Un atardecer, ya en su calabozo, encontró una llave que colgaba de un clavo detrás de la puerta. El hombre caviló y esperó la madrugada. El guardia dormitaba en su catre. El hombre abrió el candado y como un lince se perdió en la espesura del monte.

A la mañana siguiente, la mujer tenía perfecto aire de culpable aunque no se dio por aludida.

El hombre robó un caballo y galopó cuanto pudo en dirección a la costa. De un salto se incorporó a una guabiroba abandonada. Una fimbria de palitos burbujeantes se adhería a la playa. El río estaba creciendo. El cielo amenazante. Un brusco viento erizaba como un rallador todo el río. La lluvia llegaba. No se veía ya la costa argentina y con la fortaleza que le daba el ansia de libertad remaba y remaba, arremetiendo la bravura indomable del río. La lluvia proseguía cerradísima. Ya estaba cerca de Asunción.
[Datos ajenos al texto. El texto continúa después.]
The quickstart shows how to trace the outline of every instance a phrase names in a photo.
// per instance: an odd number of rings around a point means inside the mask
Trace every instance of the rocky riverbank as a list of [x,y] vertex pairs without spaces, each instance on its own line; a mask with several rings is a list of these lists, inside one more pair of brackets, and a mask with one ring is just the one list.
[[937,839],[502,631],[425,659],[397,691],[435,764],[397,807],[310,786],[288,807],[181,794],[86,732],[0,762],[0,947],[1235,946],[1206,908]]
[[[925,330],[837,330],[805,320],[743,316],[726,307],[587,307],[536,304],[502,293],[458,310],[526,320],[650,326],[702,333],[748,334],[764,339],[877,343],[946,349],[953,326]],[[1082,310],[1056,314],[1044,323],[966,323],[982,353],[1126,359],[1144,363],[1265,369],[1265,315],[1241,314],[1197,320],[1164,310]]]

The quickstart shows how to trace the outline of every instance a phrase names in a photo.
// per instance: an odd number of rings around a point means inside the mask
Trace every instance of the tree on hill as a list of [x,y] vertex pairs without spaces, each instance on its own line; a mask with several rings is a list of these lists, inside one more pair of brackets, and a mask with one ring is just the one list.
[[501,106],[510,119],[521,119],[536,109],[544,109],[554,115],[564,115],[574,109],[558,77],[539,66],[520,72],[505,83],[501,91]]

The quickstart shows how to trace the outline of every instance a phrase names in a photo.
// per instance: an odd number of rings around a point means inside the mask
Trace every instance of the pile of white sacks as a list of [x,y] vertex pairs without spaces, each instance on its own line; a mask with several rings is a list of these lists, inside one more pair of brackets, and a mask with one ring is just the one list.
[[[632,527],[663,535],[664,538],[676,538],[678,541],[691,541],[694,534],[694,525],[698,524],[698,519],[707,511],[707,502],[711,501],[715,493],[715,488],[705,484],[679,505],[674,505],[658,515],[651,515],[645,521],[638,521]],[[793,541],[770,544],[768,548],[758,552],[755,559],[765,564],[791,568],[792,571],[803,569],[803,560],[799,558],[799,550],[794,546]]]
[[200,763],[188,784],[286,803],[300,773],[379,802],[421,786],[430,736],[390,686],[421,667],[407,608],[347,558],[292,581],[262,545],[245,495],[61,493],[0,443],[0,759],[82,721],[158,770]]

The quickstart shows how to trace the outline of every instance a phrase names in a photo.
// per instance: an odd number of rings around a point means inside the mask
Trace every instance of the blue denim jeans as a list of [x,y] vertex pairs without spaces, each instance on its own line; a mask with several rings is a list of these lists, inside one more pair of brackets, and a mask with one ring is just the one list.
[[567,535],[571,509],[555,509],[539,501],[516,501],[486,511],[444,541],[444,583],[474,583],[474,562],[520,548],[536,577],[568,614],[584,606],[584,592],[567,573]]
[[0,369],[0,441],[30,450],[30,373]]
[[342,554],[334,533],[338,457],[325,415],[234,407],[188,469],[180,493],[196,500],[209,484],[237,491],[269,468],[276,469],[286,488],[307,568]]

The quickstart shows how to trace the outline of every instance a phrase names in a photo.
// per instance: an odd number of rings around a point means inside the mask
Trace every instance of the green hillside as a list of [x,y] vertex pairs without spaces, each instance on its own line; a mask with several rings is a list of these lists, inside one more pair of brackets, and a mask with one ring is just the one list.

Había dejado de llover. Todo olía a humedad. El barro seguía mordiendo las botas. El musgo manchaba de verde las piedras. El hombre caminó cansino con pasos entrecortados. De pronto se detuvo y se rascó la barba de días. Unas campanadas llamaban al cielo. Se abrió paso entre las tacuaras. El monte entretejido de tacuapé denunciaba una tierra excelente. Al fondo se erguía el campanario de Santa Trinidad. La civilización estaba ante sus ojos.

-¡Ya cheguei mamae!-exclamó

Apresuró el paso y en poco estuvo en Asunción. Por las calles un ruido fuerte se sacudía por inercia: corría y saltaba. Ladridos de perros abandonados jugando, carros de aquí para allá: algodón, mandioca, caña de azúcar… Por fin llegó a la plaza donde estaban las oficinas públicas: el cabildo, la comisaría, el juzgado y aquella iglesia barroca que antes de lejos había vislumbrado.

El sol iba dorando los capiteles corintios de la iglesia. El termómetro iba subiendo. La plaza se iba llenando de mercadería. Pero hubo algo que le llamó la atención: dos mensú discutían a voces a la puerta de una taberna.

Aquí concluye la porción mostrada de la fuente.